Week Ahead
The main features this week are China (Wed) and US inflation data (Thu) and the ECB’s rate decision. We will hear from the ECB’s Nagel and Galhau, and BoE’s Breeden on Tuesday. China PPI and CPI data kick-starts Wednesday and we have US wholesale inventories, PPI and mortgage applications. The ECB’s Buch gives a keynote speech later. The ECB is expected to hold rates on Thursday, and we will hear from the central bank’s President Lagarde, and later we have US CPI, initial jobless claims and the federal budget balance. Germany CPI, UK industrial production and the Uni. of Michigan sentiment prints will garner attention on Friday.
Last week, global markets were primarily affected by weaker-than-expected US labour market data. The disappointing data increased investor expectations for a Fed rate cut, which broadly boosted risk appetite and drove a rally in USTs and equity markets. The yield on the 10-year rallied 15bps to 4.08%, reaching its lowest level since early April. Meanwhile, the S&P Index closed the week 0.33% higher. The dollar (DXY Index) was flat, and Brent crude fell 3.85% to $65.50pb amid supply glut concerns.

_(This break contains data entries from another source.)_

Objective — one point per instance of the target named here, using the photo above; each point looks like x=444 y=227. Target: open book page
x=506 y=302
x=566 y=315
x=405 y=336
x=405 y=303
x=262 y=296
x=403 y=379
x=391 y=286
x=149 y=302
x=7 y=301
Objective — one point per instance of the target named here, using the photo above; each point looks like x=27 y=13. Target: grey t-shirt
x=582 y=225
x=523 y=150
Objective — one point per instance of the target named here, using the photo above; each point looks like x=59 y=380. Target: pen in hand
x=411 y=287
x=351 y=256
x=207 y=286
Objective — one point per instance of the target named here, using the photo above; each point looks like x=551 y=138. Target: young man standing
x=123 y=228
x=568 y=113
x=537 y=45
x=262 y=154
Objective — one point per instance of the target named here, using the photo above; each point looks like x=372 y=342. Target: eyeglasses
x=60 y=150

US data was broadly subdued; the ISM manufacturing fell further into contraction with the employment component surprising to the downside at 43.8. Following a weaker-than-expected job openings report and the release of the Fed's Beige Book, which both signalled a significant slowdown in the US economy, the futures market increased the probability of a rate cut at this month's FOMC meeting. The job data showed a broad increase in layoffs to a one-year high, while the Beige Book reported flat or declining economic activity and a softening labour market across most regions. In contrast the ISM services surprised to the upside.

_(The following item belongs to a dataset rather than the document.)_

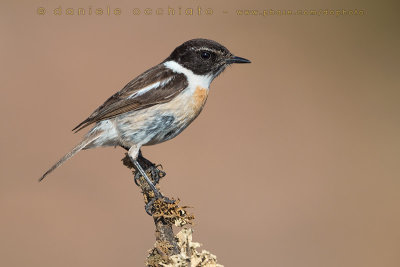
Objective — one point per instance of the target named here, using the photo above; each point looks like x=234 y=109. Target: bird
x=157 y=105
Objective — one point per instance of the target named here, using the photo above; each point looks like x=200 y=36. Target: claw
x=155 y=173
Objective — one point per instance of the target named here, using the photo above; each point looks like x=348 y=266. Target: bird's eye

However, the main event was the August jobs report, which showed significant weakness in the labour market. The US economy added just 22k jobs in August, far below the forecasted 75k. Additionally, the unemployment rate ticked up to 4.3%, the highest since 2021, and the June jobs figure was revised down to show a loss of 13k jobs, underscoring a cooling labour market.

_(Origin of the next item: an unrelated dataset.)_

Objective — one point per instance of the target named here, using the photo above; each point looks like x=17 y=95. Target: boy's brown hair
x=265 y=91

China’s trade data, released this morning, missed expectations. While the overall trade growth in August slowed to its weakest in six months and exports to the US plunged 33%, a more positive view emerges from the country's trade diversification and resilience. Exports to other major partners are showing significant strength, with shipments to the EU climbing 10.4%, while those to ASEAN surged 22.5% during the month. This shift is part of a broader trend, as ASEAN has replaced the US as China's largest trading partner. This strategic pivot, combined with strong exports of high-tech products like integrated circuits and automobiles, which grew 9.2% for the year, indicates a positive long-term outlook for China's trade.